Negara pun menutup setiap pintu yang bisa membuka peluang terjadinya pergaulan bebas dengan melarang tegas pornografi dan pornoaksi, baik di buku-buku cetak maupun dunia digital, film dan sebagainya. Karena jelas bisa merangsang syahwat dan mendorong anak dan remaja pada pergaulan bebas. Hal ini adalah kebijakan preventif (pencegahan). Jika pintu pergaulan bebas ditutup dari awal, maka diharapkan dampak-dampak seperti kehamilan tidak diinginkan, penyakit menular seksual dll akan dapat dicegah. Di sisi lain, Negara pun mendorong pernikahan bagi para remaja yang sudah baligh dan mampu. Dengan memberikan kemudahan secara teknis, maupun secara sistemik dengan jaminan kesejahteraan ekonomi.
Negara akan menerapkan sistem sanksi (uqubat) yang tegas bagi setiap pelanggaran.

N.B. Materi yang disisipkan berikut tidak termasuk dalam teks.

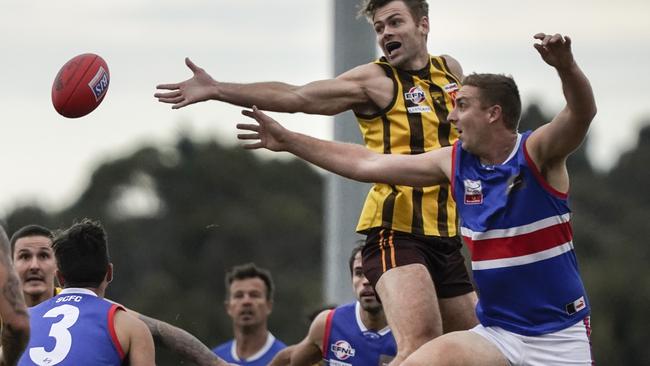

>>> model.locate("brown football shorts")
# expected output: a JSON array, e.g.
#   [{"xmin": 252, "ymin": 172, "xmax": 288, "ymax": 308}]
[{"xmin": 361, "ymin": 228, "xmax": 474, "ymax": 298}]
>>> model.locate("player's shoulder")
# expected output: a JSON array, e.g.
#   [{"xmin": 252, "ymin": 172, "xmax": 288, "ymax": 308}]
[
  {"xmin": 212, "ymin": 339, "xmax": 233, "ymax": 355},
  {"xmin": 438, "ymin": 54, "xmax": 463, "ymax": 80}
]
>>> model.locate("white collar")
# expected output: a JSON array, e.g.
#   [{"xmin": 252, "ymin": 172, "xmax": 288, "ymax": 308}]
[
  {"xmin": 354, "ymin": 301, "xmax": 390, "ymax": 336},
  {"xmin": 57, "ymin": 287, "xmax": 97, "ymax": 297}
]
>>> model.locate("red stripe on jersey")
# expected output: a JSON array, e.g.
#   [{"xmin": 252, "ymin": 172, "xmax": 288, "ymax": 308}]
[
  {"xmin": 321, "ymin": 309, "xmax": 336, "ymax": 359},
  {"xmin": 463, "ymin": 222, "xmax": 573, "ymax": 261},
  {"xmin": 108, "ymin": 304, "xmax": 125, "ymax": 360}
]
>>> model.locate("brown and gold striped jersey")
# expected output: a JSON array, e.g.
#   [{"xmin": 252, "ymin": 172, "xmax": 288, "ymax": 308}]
[{"xmin": 356, "ymin": 56, "xmax": 460, "ymax": 236}]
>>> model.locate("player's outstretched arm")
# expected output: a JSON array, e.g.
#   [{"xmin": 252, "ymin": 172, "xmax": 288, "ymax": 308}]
[
  {"xmin": 134, "ymin": 310, "xmax": 228, "ymax": 366},
  {"xmin": 527, "ymin": 33, "xmax": 596, "ymax": 166},
  {"xmin": 114, "ymin": 309, "xmax": 156, "ymax": 366},
  {"xmin": 269, "ymin": 310, "xmax": 331, "ymax": 366},
  {"xmin": 0, "ymin": 227, "xmax": 29, "ymax": 366},
  {"xmin": 237, "ymin": 106, "xmax": 451, "ymax": 187},
  {"xmin": 154, "ymin": 58, "xmax": 380, "ymax": 115}
]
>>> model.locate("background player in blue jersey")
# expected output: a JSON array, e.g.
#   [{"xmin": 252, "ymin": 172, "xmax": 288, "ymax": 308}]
[
  {"xmin": 11, "ymin": 224, "xmax": 227, "ymax": 366},
  {"xmin": 0, "ymin": 226, "xmax": 29, "ymax": 366},
  {"xmin": 19, "ymin": 219, "xmax": 155, "ymax": 366},
  {"xmin": 271, "ymin": 245, "xmax": 397, "ymax": 366},
  {"xmin": 239, "ymin": 33, "xmax": 596, "ymax": 366},
  {"xmin": 154, "ymin": 0, "xmax": 478, "ymax": 363},
  {"xmin": 213, "ymin": 263, "xmax": 286, "ymax": 366}
]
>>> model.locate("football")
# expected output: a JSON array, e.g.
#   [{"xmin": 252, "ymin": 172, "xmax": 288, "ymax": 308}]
[{"xmin": 52, "ymin": 53, "xmax": 110, "ymax": 118}]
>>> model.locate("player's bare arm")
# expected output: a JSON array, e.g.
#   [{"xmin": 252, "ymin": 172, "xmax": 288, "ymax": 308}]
[
  {"xmin": 527, "ymin": 33, "xmax": 596, "ymax": 191},
  {"xmin": 237, "ymin": 107, "xmax": 452, "ymax": 187},
  {"xmin": 154, "ymin": 59, "xmax": 393, "ymax": 115},
  {"xmin": 134, "ymin": 309, "xmax": 228, "ymax": 366},
  {"xmin": 114, "ymin": 310, "xmax": 156, "ymax": 366},
  {"xmin": 270, "ymin": 310, "xmax": 331, "ymax": 366},
  {"xmin": 441, "ymin": 55, "xmax": 464, "ymax": 81},
  {"xmin": 0, "ymin": 227, "xmax": 29, "ymax": 365}
]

Misalnya pelalaian terhadap menutup aurat, berduaan (khalwat) , bercampur baur (ikhtilat). Juga sanksi had terhadap pelaku zina, berupa cambuk atau rajam. Hal ini adalah kuratif. Penegakan sanksi ini bertujuan sebagai zawajir, mencegah agar tidak ada yang berani melakukan kemaksiatan) dan jawabir, sebagai penebus dosa bagi pelakunya. Sifat Zawajir akan efektif untuk mencegah penularan penyakit-penyakit seksual yang berbahaya.
Di sisi lain, negara pun wajib memberikan layanan kesehatan bagi rakyat. Termasuk, bagi siapa saja yang mengidap penyakit yang berhubungan dengan kesehatan reproduksi akan diberikan pelayanan kesehatan yang gratis, mudah dan berkualitas. Bisa berupa konseling maupun pengobatan hingga sembuh. Penyediaan alat kontrasepsi akan diawasi secara ketat, hanya boleh digunakan oleh pasangan yang sah, haram diberikan kepada anak atau remaja ataupun siapa saja yang akan menggunakannya untuk berbuat maksiat. Negara pun mengharamkan aborsi, termasuk bagi korban perzinahan.
Khatimah
Kebijakan pemerintah berupa PP 28/2024 harus dicabut karena jelas-jelas akan membawa dharar, serta menjadi wasilah bagi terjadinya keharaman dan kemaksiatan. Juga sudah saatnya negara ini hijrah kepada sistem islam, meninggalkan semua aturan buatan manusia yang merusak. Hanya dengan penerapan sistem Islam oleh Khilafah yang dapat mewujudkan generasi yang sehat, berkepribadian Islam, terjaga kehormatannya, menjadi generasi emas pembangun peradaban.